İran iç politikası konusunda uzmanlaşmış Fararu internet sitesine konuşan Felahatpişe, “Laricani'nin atanmasının İranlıların gerilimi azaltma çabalarının bir parçası olduğunu düşünüyorum. Bu, ülkenin siyasi yönetim sistemindeki pahalı bir hatanın düzeltilmesi olarak görülebilir” dedi. Felahatpişe, son yıllarda askerlerin bu pozisyondaki hakimiyetini ve politikacıların geri çekilmesini eleştirdi.
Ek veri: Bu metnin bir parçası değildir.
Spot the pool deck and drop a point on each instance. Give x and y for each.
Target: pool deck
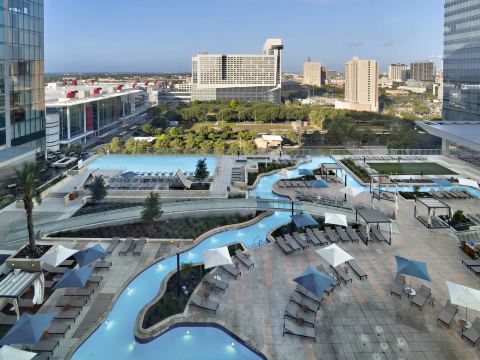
(254, 304)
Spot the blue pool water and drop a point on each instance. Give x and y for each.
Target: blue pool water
(114, 339)
(151, 163)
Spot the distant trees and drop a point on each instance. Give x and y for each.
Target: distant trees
(98, 189)
(201, 171)
(26, 180)
(152, 209)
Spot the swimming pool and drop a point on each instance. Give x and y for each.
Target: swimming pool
(152, 163)
(114, 338)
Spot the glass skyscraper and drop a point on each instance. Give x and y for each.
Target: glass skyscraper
(461, 65)
(22, 99)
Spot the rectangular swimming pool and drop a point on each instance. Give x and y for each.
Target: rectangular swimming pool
(151, 163)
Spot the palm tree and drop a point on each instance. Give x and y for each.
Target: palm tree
(26, 181)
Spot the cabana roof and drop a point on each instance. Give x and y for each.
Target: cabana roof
(183, 179)
(372, 216)
(433, 203)
(13, 286)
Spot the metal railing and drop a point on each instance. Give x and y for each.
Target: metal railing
(384, 151)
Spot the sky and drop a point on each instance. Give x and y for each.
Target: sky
(163, 35)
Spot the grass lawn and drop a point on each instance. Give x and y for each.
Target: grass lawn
(428, 168)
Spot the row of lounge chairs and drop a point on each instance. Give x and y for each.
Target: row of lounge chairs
(472, 265)
(452, 194)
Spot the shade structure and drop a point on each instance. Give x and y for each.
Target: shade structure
(216, 257)
(11, 353)
(464, 296)
(87, 256)
(28, 329)
(350, 191)
(302, 220)
(314, 281)
(58, 255)
(76, 278)
(129, 175)
(468, 182)
(413, 268)
(334, 255)
(336, 219)
(305, 172)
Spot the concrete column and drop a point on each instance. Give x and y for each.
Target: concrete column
(68, 123)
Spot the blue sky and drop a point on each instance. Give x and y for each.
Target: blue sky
(162, 35)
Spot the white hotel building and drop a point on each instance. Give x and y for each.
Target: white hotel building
(242, 77)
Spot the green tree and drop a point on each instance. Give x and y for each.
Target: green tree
(201, 171)
(98, 189)
(26, 178)
(152, 209)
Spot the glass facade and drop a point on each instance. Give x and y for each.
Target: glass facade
(461, 61)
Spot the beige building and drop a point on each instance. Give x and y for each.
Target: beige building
(312, 73)
(397, 72)
(361, 85)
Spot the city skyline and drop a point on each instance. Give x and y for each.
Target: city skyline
(138, 38)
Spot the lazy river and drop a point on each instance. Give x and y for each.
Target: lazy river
(114, 338)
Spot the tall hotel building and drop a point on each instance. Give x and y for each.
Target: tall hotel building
(361, 85)
(22, 103)
(242, 77)
(460, 125)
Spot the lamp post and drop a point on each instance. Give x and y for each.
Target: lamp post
(178, 271)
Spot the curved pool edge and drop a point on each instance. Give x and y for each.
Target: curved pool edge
(198, 240)
(220, 325)
(270, 173)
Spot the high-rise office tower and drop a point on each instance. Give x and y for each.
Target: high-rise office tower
(461, 64)
(423, 71)
(361, 84)
(397, 72)
(312, 73)
(22, 103)
(243, 77)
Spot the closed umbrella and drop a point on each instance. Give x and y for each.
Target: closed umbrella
(28, 329)
(76, 278)
(87, 256)
(464, 296)
(216, 257)
(11, 353)
(413, 268)
(305, 172)
(468, 182)
(58, 255)
(334, 255)
(350, 191)
(336, 219)
(314, 281)
(302, 220)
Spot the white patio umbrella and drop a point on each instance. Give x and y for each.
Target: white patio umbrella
(10, 353)
(349, 191)
(336, 219)
(216, 257)
(468, 182)
(58, 255)
(464, 296)
(334, 255)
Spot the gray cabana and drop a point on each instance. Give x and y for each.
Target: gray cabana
(180, 181)
(325, 169)
(13, 285)
(431, 220)
(376, 217)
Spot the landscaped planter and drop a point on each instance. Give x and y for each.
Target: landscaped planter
(32, 264)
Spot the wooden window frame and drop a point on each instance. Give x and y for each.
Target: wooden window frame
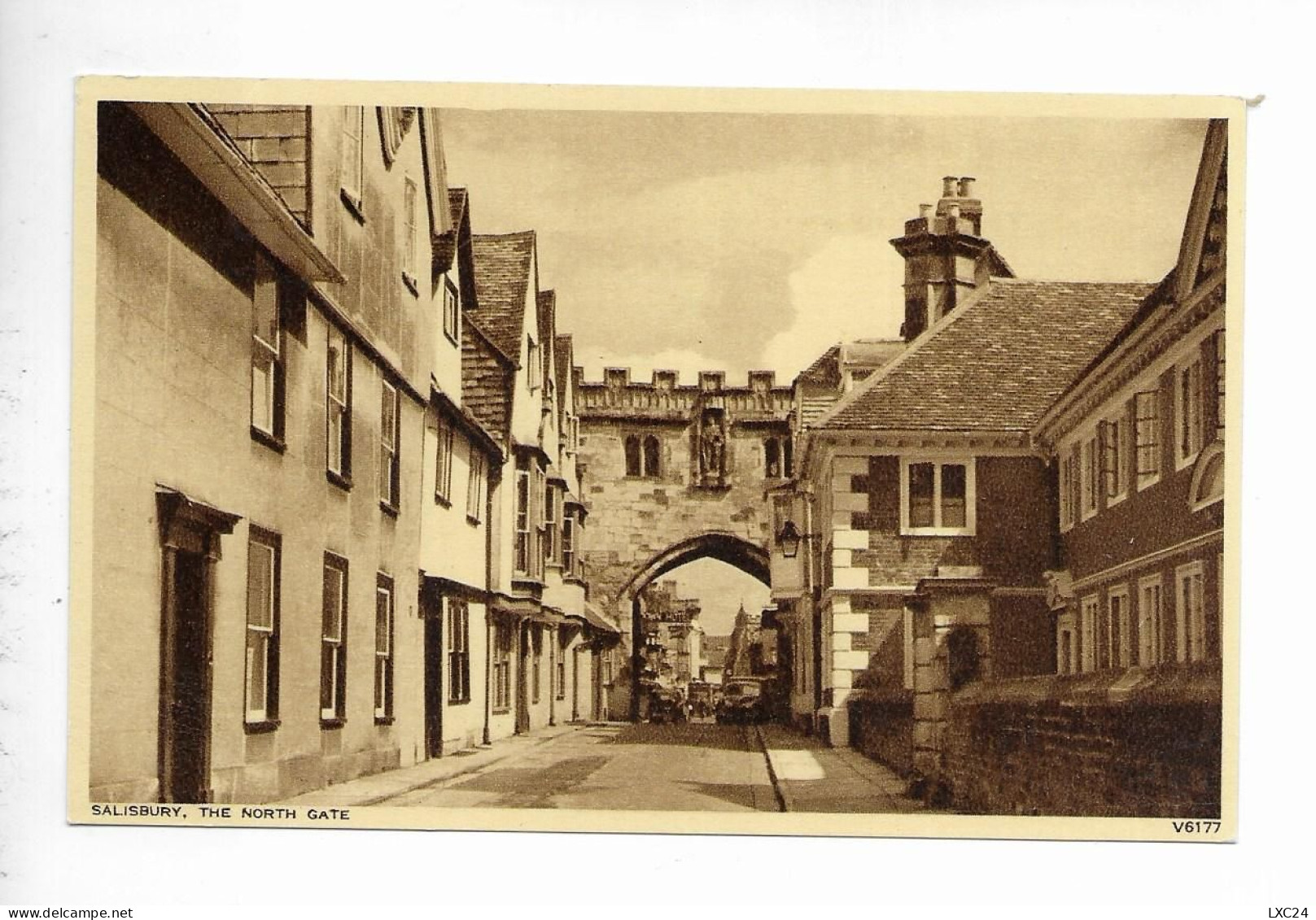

Felahatpişe sözlerini şöyle sürdürdü: “Pezeşkiyan hükümetinin dışişleri bakanı bile parlamentonun güvenini kazanmak için mecliste askeri sicilini sergiledi. İran'ın bazı diplomatik seçeneklerini kaybetmesine neden olan boşluklardan biri, savaş öncesinde Ulusal Güvenlik Yüksek Konseyi'nin diplomasi alanında hiçbir rol oynamamış olmasıdır. Ne yazık ki, Ulusal Güvenlik Yüksek Konseyi Genel Sekreterliği mevcut gelişmeler ve tehditler hakkında siyasi analiz yapmaktan yoksundu.”

Laricani'nin atanmasının ilk sonucunun ‘İran'ın ulusal güvenliğini diplomasi çerçevesinde gördüğü mesajını Batı'ya vermek’ olacağını öngören Felahatpişe şu ifadeleri kullandı: “Geçmişteki savaş önlenebilirdi, olası bir savaş da önlenebilir. Diplomatlar müzakere masasının mimarlarıdır. Dostlar ve düşmanlar dahil tüm tarafların ulusal çıkarlarını ortaya koymakla yükümlüdürler ve buna dayanarak müzakere masasını düzenlerler.”

Felahatpişe, Trump'ın ‘Kongre'deki çoğunluğunu kaybetmeden önce 4 trilyon dolarlık anlaşmayı gerçekleştirme şansının sınırlı olduğunu’ ve ‘şirketlerin bölgedeki güvensizlikten endişe duyduğunu’ belirtti. Felahatpişe, İran'ın ‘istikrar peşinde olduğunu’ ve Netanyahu'nun ‘kendi siyasi çıkarları için savaşı uzatmaya çalıştığını’ iddia etti.